Tether Investments has proposed a three-way merger combining Twenty One Capital (XXI) — the Bitcoin-treasury company chaired by Jack Mallers — with Mallers' payments company Strike and Bitcoin miner Elektron Energy. XXI shares popped roughly 8% on the news. The combined entity, if approved, would unite Bitcoin treasury, mining, payments, lending and capital-markets infrastructure under a single listed parent — and would arguably be the most concentrated public-market Bitcoin pure-play ever assembled.

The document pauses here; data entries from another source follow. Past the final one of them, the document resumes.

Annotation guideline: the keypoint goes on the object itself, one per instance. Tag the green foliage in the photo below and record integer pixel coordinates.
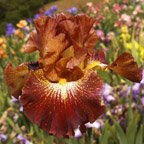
(11, 11)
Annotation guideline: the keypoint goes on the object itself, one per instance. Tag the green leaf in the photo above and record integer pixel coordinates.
(132, 128)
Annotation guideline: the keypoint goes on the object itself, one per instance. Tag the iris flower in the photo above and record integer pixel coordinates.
(62, 90)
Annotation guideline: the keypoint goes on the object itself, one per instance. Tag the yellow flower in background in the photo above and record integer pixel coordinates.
(22, 23)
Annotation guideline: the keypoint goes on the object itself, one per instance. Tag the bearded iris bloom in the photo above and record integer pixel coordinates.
(62, 91)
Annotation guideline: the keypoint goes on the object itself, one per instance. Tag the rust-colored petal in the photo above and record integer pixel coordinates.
(126, 67)
(16, 77)
(60, 108)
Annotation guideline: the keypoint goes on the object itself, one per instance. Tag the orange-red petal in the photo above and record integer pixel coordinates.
(16, 77)
(60, 108)
(126, 67)
(80, 32)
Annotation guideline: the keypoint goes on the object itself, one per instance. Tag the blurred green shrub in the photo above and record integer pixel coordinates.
(11, 11)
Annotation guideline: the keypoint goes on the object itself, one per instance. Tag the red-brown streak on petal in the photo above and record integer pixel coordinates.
(32, 44)
(16, 77)
(126, 67)
(60, 108)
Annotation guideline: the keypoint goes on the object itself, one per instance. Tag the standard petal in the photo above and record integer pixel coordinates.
(79, 30)
(16, 77)
(60, 108)
(126, 67)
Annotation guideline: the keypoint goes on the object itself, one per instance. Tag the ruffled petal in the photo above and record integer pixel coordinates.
(126, 67)
(60, 108)
(81, 35)
(16, 77)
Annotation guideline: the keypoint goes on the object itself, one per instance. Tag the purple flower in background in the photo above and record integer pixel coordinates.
(72, 10)
(107, 93)
(96, 125)
(54, 8)
(3, 137)
(10, 29)
(23, 140)
(78, 133)
(29, 20)
(100, 34)
(36, 16)
(142, 100)
(51, 11)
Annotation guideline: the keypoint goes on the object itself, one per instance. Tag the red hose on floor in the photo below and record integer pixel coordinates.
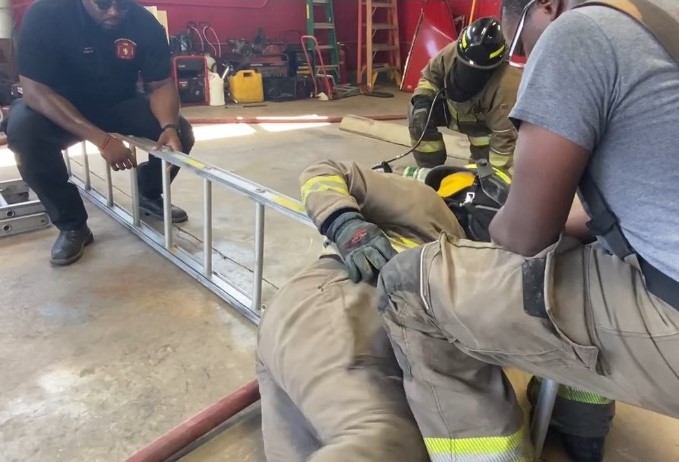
(200, 424)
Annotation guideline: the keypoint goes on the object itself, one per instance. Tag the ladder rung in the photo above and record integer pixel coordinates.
(383, 26)
(384, 47)
(383, 67)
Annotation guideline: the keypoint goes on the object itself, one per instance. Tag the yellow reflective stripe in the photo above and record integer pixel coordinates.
(334, 183)
(479, 140)
(503, 176)
(431, 146)
(400, 243)
(580, 396)
(497, 53)
(511, 448)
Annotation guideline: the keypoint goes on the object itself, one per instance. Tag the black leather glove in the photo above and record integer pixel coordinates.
(364, 248)
(418, 119)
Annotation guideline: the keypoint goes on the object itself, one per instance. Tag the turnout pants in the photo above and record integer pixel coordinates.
(37, 143)
(331, 390)
(456, 311)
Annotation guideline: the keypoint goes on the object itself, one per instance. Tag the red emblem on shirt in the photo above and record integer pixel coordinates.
(125, 49)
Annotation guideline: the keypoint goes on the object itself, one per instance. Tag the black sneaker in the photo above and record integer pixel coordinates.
(70, 245)
(584, 449)
(154, 208)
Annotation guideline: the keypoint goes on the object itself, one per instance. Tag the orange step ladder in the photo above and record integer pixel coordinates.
(378, 42)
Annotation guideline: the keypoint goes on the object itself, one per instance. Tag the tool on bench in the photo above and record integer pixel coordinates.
(18, 213)
(320, 75)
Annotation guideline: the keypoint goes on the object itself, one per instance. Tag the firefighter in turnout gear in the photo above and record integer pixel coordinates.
(470, 88)
(331, 387)
(585, 295)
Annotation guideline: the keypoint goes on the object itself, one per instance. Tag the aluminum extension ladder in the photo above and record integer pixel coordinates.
(18, 213)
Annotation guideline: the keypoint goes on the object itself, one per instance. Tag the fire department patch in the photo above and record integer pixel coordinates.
(125, 49)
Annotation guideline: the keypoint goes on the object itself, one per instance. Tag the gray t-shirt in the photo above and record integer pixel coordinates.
(599, 79)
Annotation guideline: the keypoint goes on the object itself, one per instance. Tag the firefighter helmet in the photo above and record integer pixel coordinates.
(474, 193)
(481, 44)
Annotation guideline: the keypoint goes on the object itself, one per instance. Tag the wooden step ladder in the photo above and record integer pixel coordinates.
(379, 51)
(320, 20)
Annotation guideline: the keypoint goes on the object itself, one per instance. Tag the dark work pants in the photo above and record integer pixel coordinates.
(37, 143)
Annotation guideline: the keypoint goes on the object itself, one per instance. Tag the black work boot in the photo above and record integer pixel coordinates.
(584, 449)
(570, 417)
(70, 245)
(154, 208)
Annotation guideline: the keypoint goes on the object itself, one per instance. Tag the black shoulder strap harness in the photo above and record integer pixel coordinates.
(665, 28)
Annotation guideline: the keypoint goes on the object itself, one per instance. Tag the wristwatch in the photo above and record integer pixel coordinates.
(175, 126)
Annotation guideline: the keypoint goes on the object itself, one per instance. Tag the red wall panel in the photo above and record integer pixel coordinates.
(286, 19)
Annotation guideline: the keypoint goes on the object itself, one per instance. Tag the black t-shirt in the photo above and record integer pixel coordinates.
(60, 46)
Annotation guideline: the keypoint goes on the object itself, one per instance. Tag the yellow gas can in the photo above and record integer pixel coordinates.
(247, 86)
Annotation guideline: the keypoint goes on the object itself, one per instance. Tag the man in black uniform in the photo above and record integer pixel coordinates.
(79, 63)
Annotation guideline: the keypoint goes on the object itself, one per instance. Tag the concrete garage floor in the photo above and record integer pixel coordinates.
(100, 358)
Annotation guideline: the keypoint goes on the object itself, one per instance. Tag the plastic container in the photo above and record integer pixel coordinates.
(216, 90)
(247, 87)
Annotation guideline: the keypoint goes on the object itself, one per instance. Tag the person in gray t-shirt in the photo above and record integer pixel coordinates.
(599, 99)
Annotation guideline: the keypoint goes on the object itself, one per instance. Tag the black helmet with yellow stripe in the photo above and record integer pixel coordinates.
(474, 193)
(481, 44)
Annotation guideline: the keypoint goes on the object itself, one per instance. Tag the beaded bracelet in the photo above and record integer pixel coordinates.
(106, 141)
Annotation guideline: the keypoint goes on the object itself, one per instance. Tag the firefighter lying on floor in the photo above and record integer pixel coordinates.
(331, 387)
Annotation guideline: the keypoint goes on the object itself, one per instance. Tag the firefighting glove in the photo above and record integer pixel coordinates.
(419, 116)
(364, 248)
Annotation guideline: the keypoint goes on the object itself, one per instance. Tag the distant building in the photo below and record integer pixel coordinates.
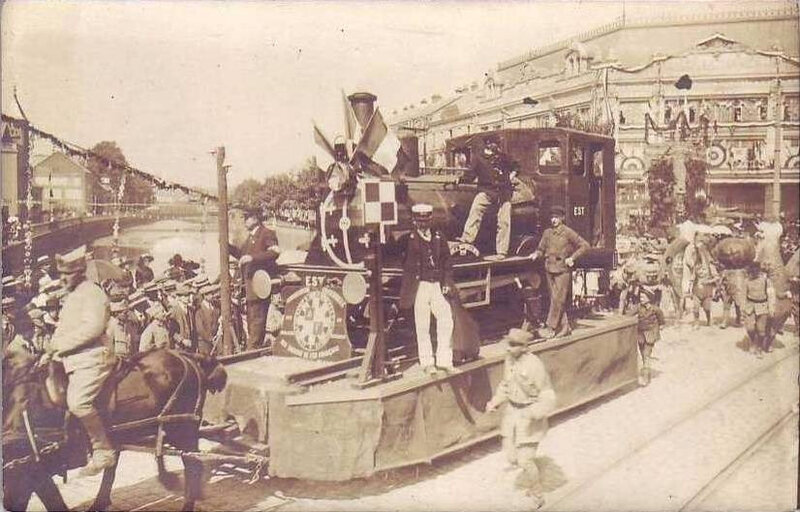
(13, 162)
(740, 92)
(64, 184)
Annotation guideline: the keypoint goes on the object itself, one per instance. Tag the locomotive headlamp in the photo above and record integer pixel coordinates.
(354, 288)
(337, 177)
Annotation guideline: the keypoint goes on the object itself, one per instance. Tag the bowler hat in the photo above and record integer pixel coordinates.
(73, 261)
(518, 337)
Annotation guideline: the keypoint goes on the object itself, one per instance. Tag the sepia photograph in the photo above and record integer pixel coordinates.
(389, 256)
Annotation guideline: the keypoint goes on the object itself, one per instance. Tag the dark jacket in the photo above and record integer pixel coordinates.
(206, 321)
(412, 266)
(257, 245)
(558, 244)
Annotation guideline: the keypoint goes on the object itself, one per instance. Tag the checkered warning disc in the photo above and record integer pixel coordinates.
(380, 205)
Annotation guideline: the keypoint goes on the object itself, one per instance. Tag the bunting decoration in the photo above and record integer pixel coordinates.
(77, 152)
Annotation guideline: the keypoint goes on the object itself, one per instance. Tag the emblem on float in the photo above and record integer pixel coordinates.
(313, 322)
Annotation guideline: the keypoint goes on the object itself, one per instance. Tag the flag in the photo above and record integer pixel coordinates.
(379, 143)
(322, 141)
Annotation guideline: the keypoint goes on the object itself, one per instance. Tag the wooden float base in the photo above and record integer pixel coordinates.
(335, 431)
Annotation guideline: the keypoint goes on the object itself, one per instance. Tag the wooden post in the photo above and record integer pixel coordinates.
(374, 362)
(778, 157)
(224, 274)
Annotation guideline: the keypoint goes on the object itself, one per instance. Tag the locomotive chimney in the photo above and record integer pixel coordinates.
(363, 106)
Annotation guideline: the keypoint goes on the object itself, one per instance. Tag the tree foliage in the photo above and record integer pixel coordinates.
(105, 179)
(661, 187)
(301, 188)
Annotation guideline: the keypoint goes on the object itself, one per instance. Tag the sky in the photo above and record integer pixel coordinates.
(170, 81)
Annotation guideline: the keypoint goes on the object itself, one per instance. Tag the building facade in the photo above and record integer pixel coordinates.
(63, 183)
(721, 87)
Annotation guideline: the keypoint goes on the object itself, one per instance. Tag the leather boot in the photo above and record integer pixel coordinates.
(103, 454)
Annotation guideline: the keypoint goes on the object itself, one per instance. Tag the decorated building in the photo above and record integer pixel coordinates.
(721, 87)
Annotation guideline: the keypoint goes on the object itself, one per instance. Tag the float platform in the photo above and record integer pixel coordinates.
(335, 431)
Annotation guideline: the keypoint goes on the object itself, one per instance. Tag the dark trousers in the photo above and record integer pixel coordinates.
(560, 286)
(256, 323)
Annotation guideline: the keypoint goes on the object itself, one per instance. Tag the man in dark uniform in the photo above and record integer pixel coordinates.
(259, 252)
(426, 283)
(495, 173)
(560, 246)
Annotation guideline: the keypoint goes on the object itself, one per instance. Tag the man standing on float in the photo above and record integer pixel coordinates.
(561, 246)
(426, 283)
(259, 252)
(495, 172)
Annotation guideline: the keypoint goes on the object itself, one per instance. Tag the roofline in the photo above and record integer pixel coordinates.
(665, 21)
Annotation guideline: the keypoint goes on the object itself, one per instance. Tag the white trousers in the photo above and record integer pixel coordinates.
(480, 204)
(431, 300)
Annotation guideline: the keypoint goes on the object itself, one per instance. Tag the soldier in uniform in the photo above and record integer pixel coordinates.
(259, 252)
(143, 274)
(426, 282)
(495, 173)
(527, 389)
(206, 319)
(79, 341)
(650, 318)
(560, 246)
(756, 308)
(118, 337)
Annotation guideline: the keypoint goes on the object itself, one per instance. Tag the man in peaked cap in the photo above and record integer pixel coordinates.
(79, 341)
(426, 281)
(495, 173)
(560, 246)
(206, 319)
(259, 252)
(527, 390)
(155, 335)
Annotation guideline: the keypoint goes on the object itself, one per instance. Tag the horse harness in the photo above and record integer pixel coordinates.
(166, 416)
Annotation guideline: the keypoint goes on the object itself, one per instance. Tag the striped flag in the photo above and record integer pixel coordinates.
(322, 141)
(379, 143)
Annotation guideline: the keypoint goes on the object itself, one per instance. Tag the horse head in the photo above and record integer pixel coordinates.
(215, 376)
(23, 387)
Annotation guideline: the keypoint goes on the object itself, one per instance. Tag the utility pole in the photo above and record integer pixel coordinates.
(224, 274)
(778, 124)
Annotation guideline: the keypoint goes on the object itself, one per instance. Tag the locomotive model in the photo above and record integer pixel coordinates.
(367, 214)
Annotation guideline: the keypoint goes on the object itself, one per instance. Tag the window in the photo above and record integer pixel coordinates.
(549, 157)
(576, 161)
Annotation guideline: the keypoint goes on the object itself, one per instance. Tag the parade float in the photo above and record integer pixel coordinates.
(340, 395)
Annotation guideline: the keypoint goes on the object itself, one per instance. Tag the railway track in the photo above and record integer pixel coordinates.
(691, 457)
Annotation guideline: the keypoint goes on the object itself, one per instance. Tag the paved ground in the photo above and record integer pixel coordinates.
(701, 436)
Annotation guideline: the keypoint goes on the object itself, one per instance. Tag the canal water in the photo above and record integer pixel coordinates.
(199, 242)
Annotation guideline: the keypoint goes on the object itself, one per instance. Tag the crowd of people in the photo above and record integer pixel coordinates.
(750, 268)
(179, 309)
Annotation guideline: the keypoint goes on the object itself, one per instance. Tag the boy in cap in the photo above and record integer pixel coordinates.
(756, 308)
(560, 246)
(79, 341)
(260, 251)
(426, 282)
(206, 319)
(650, 318)
(527, 389)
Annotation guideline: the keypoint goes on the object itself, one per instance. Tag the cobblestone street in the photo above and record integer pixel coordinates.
(716, 427)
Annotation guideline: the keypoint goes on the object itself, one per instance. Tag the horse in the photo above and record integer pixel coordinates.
(150, 399)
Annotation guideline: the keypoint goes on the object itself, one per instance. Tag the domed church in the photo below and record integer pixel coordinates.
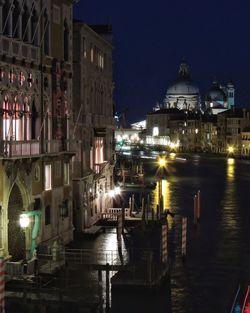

What each leg brings to the merged entity
Twenty One Capital (XXI) is the bitcoin-treasury vehicle launched in 2025 by Tether, SoftBank and Mallers via a Cantor SPAC structure. As of recent disclosures, XXI holds 43,500+ BTC, with explicit guidance to grow that position via accretive issuance and operating cash flow. Strike, founded by Mallers, runs the consumer-facing Lightning-rail payments product that pioneered Bitcoin remittance at consumer scale and has been the highest-profile US Lightning brand. Elektron Energy, led by Raphael Zagury, is a Bitcoin miner managing approximately 5% of the current Bitcoin network's computing power with all-in production costs below $60,000 per bitcoin — a sub-cycle-average cost basis that becomes meaningful in any bear-market drawdown.
The strategic logic
Three things this merger does that the three components separately cannot. One: it creates a publicly-traded vehicle that investors can buy as a single proxy for the entire Bitcoin economy — treasury holdings (XXI), payments rail (Strike), and mining operations (Elektron) — eliminating the need for retail and institutional buyers to assemble three separate positions. Two: it lets the entity self-fund treasury accumulation through mining cash flow, Strike payment revenue, and capital-markets activity, reducing dependence on equity issuance. Three: it gives Tether a public-equity vehicle through which to route Bitcoin-related capital allocation without Tether itself having to go public — preserving Tether's private status while creating a listed expression of its Bitcoin thesis.
Leadership and structure
Per the proposal, Mallers would continue as CEO of the combined entity, with Elektron's Zagury as President — pairing Mallers' product and consumer-facing leadership with Zagury's mining and capital-markets expertise. No deal terms (exchange ratios, premium, structure) or timeline have been disclosed publicly. The merger requires shareholder approval at each leg and, given Tether's controlling positions across all three entities, will face scrutiny over related-party transaction fairness — a standard issue in any controlling-shareholder-initiated merger.
What to Watch
Three signals over the next 60 days. Independent valuation work: the fairness opinions for each leg of the merger will be the first substantive disclosure of how the deal is being structured economically. Expect either Houlihan Lokey, Lazard, or a similar special-committee advisor to be retained at each entity. SEC filing posture: a Tether-controlled three-way merger of two private (Strike, Elektron) and one public (XXI) entity into a publicly listed combined parent will require substantial S-4 or proxy filings, and the disclosures inside those filings will materially shape the institutional perception of Tether's broader balance sheet for the first time. Shareholder reaction at XXI: the 8% pop is a starting reaction, not a final verdict — minority XXI shareholders will need to be persuaded that the merger ratio doesn't transfer value disproportionately to Tether. Watch for activist or institutional shareholder commentary in the next two weeks.